There are different approaches to capturing preferences, including Time-Trade-Off (TTO), Standard-Gamble (SG), and Discrete Choice Experiments (DCE). However, because preferences/utilities are subjective, they can be influenced by many factors, including culture, disease, and change over time. Because cultures differ across countries, country-specific utilities may be required. Given the unique preferences of varying patient populations and country-specific payment systems for healthcare treatment, there are ongoing discussions of the value of disease- and country-specific utility weights and value sets.

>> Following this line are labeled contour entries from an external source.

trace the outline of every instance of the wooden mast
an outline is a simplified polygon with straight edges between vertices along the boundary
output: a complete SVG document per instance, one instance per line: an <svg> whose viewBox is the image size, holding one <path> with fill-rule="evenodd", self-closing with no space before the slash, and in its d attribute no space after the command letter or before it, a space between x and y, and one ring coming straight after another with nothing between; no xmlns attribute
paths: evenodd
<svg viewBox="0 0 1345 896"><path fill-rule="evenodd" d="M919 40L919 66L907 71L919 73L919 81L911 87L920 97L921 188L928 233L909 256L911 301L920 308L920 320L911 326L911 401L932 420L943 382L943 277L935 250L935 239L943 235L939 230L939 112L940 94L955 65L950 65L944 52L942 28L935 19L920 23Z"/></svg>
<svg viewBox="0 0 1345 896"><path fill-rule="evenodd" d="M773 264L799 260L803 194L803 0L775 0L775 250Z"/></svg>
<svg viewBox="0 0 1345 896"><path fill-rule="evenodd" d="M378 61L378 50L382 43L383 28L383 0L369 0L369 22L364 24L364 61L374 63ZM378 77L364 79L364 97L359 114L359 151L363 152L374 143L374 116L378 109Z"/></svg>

Recommendations: The FACT-8D, developed by Dr. Madeleine King and her team, has produced the best direct measure. The FACT-8D is based on the FACT-G, one of the most widely-used cancer-specific HRQL measures and included as part of the core of a large suite of FACT measurements. Utilities can be scored from FACT-G data using the FACT-8D scoring algorithm. This can be done prospectively or retrospectively, facilitating the inclusion of FACT-G data in economic evaluation and health technology assessment. Importantly, the FACT-8D captures dimensions reflecting cancer symptoms and impact that are not included in generic instruments, specifically nausea, fatigue, sleep problems and worry about future health. Finally, the utilities provided by the FACT-8D's  algorithm have a stronger theoretical base than those derived from mapping algorithms.